Wo die Moderne Gegenwart ist

Drei Jahre Lucerne Festival Academy – ein Gespräch

Die Lucerne Festival Academy ist ein junger Ableger des Lucerne Festivals und hat sich ganz der Musik des 20. und 21. Jahrhunderts verschrieben. Dennoch steht die Akademie in einer langen Tradition von Meisterkursen, die seit Beginn der Luzerner Festwochen 1938 immer parallel im Sommer abgehalten wurden. Als Michael Haefliger 1999 die Intendanz der Festwochen übernahm, fanden diese dann bis ins Jahr 2002 weiterhin statt. 2003 hatte die Preview-Academy Premiere und dieses Jahr hat sich der erste Dreijahres-Zyklus der Lucerne Festival Academy vollendet. Der Redaktionsleiter der nmz, Andreas Kolb, sprach mit der Projektleiterin der Lucerne Festival Academy, Katharina Rengger, und bat sie um ein erstes Resümee.

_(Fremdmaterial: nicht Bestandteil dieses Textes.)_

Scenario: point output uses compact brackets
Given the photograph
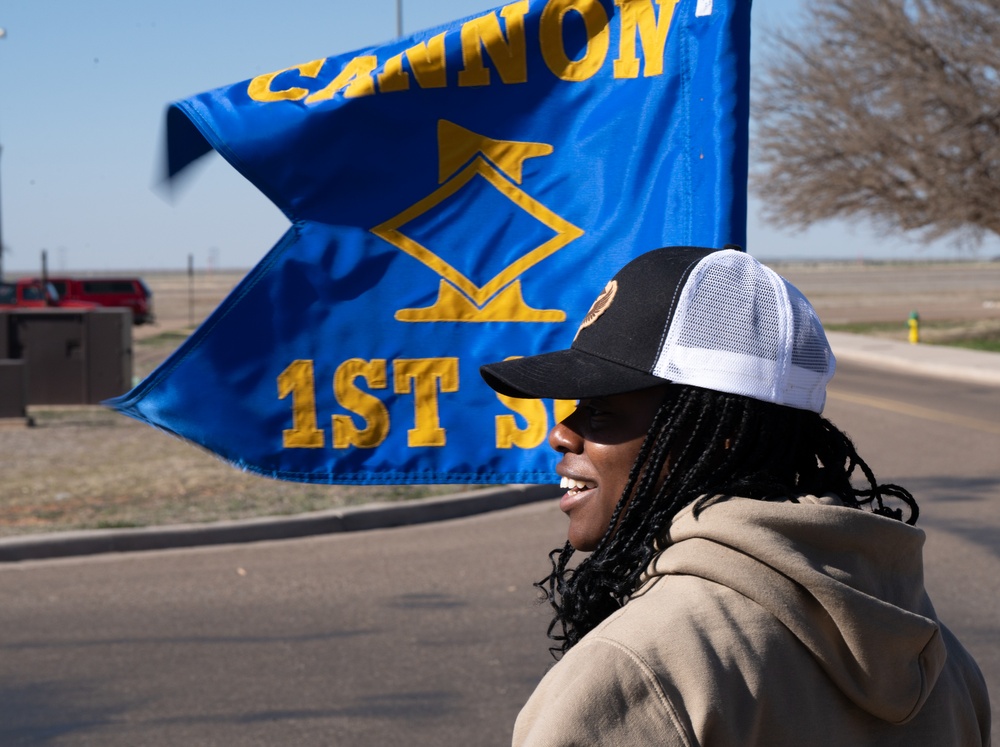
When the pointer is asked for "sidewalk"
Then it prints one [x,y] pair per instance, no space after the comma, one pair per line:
[958,364]
[927,360]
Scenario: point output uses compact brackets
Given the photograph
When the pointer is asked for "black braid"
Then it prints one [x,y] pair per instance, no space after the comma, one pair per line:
[710,444]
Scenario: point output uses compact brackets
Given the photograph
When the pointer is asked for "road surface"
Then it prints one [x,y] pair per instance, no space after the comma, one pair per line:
[425,635]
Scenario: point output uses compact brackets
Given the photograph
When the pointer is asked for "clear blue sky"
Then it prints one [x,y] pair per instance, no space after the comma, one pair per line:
[83,88]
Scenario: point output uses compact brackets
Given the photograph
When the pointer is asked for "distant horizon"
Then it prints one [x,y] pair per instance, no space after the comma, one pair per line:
[16,273]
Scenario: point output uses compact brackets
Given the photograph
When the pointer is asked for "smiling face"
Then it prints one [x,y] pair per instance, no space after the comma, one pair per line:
[599,443]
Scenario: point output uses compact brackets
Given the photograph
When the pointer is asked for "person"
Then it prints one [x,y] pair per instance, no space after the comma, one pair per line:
[748,581]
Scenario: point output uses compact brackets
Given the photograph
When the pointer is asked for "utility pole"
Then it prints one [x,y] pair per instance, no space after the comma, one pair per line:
[3,33]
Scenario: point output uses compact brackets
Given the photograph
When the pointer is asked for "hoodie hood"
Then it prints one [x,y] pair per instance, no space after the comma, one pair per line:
[847,583]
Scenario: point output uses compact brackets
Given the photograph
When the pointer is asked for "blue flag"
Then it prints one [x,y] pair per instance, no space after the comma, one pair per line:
[456,197]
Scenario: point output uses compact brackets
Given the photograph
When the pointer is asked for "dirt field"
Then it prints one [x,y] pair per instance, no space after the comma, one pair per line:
[88,467]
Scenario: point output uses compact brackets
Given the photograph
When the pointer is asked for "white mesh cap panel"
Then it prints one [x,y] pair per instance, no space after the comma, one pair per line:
[740,328]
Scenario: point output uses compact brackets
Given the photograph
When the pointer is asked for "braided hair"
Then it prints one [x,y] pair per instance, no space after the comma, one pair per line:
[703,442]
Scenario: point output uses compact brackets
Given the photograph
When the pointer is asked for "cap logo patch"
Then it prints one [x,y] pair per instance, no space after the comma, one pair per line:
[600,305]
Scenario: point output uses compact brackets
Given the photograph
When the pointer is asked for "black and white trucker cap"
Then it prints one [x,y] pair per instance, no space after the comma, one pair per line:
[716,319]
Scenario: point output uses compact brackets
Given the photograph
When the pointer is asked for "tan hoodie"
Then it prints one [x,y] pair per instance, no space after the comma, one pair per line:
[769,623]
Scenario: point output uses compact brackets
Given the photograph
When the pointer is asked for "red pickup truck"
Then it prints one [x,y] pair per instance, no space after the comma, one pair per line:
[34,294]
[125,292]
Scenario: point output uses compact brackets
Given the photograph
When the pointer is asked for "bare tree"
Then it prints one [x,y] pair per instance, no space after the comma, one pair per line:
[886,111]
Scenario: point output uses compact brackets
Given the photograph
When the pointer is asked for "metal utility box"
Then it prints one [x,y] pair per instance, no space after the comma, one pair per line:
[72,357]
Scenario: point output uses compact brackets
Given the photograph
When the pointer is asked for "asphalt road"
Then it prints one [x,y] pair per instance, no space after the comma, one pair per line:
[421,635]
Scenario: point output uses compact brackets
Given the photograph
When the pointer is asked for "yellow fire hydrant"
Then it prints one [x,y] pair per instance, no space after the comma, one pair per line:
[914,327]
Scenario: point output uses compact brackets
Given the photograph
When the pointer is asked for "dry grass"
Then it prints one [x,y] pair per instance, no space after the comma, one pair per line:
[88,467]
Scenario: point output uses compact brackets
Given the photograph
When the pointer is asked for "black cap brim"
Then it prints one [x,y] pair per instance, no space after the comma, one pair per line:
[565,374]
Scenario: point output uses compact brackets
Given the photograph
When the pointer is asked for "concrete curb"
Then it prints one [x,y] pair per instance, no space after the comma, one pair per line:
[957,364]
[930,360]
[348,519]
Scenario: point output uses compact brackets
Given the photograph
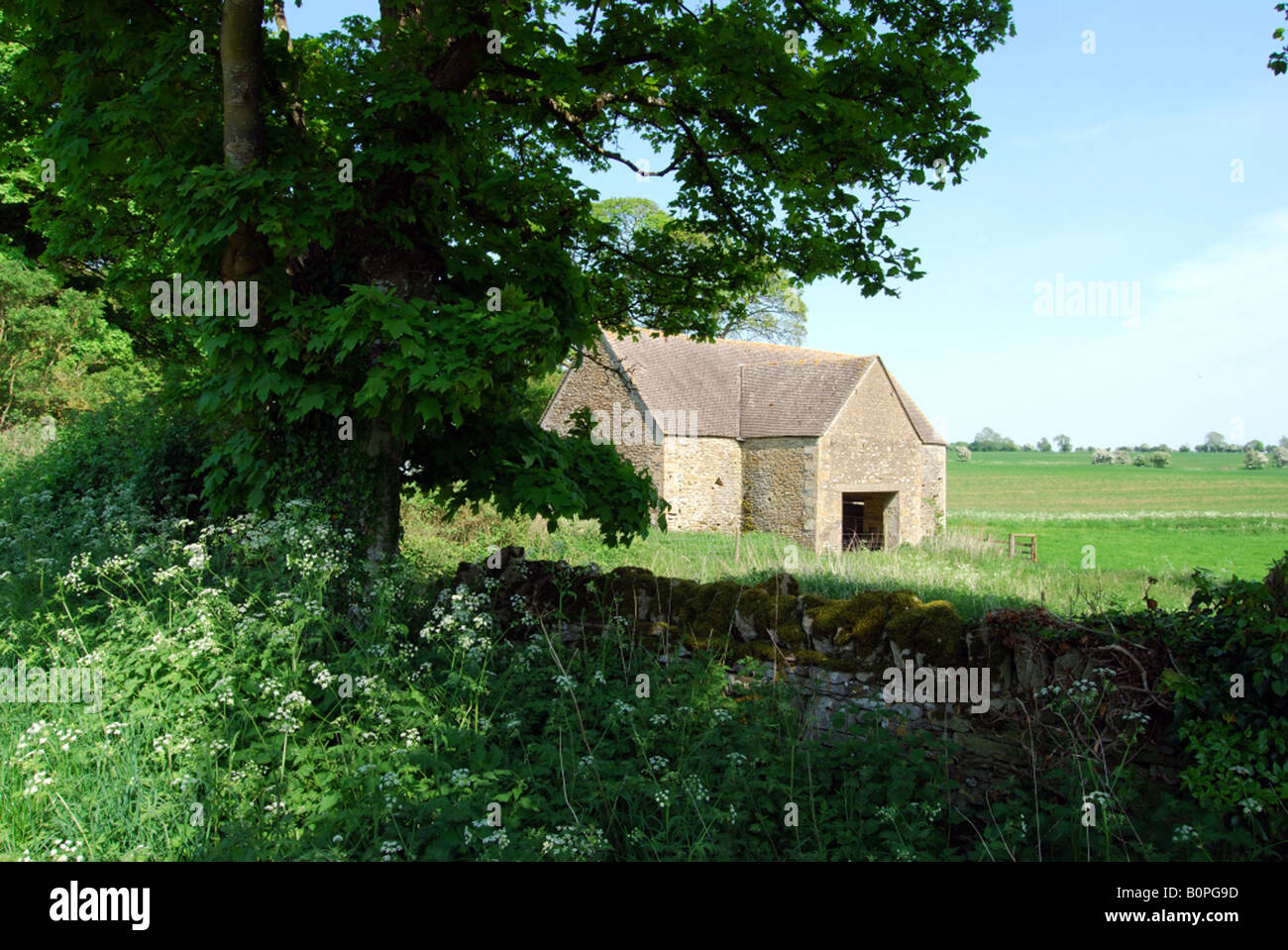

Akademie-Projektleiterin Katharina Rengger. Foto: Basil Rogger

Bild vergrößernAkademie-Projektleiterin Katharina Rengger. Foto: Basil Rogger

neue musikzeitung: Warum keine Meisterkurse mehr, warum eine Akademie?
Katharina Rengger: Das Angebot an Meisterkursen ist riesig. Uns ging es darum, was ein Festival wie das Luzerner speziell bieten kann. Das Lucerne Festival stellt durch die zeitliche Dimension, die fünfeinhalb Wochen Dauer, und auch durch die Schwerpunkte in der Programmation und im Inhalt ein perfektes Gefäß dar, um ein intensives Akademieprojekt, wie es heute besteht, zu integrieren.

nmz: Welche Menschen stecken hinter der Lucerne Festival Academy?
Rengger: Michael Haefliger misst in seiner gesamten Festivalplanung der Musik unserer Zeit einen sehr hohen Stellenwert bei. Im gemeinsamen Suchen nach den Möglichkeiten, die Luzern bietet, entstand die Idee der Akademie, die wir dann Pierre Boulez präsentierten. Er hat keinen Augenblick gezögert und sofort gesagt: „Das machen wir!“

nmz: Pierre Boulez ist dem Festival schon lange verbunden, es ist kein Zufall, dass man gerade auf ihn zuging?
Rengger: Wenn es eine Person gibt, die als Komponist, als Dirigent, aber auch als Förderer und Gründer von Institutionen für die Neue Musik einsteht, dann ist er das. Er hat das Ensemble Intercontemporain gegründet und das Ircam in Paris. In Luzern ist er seit Jahrzehnten sehr präsent.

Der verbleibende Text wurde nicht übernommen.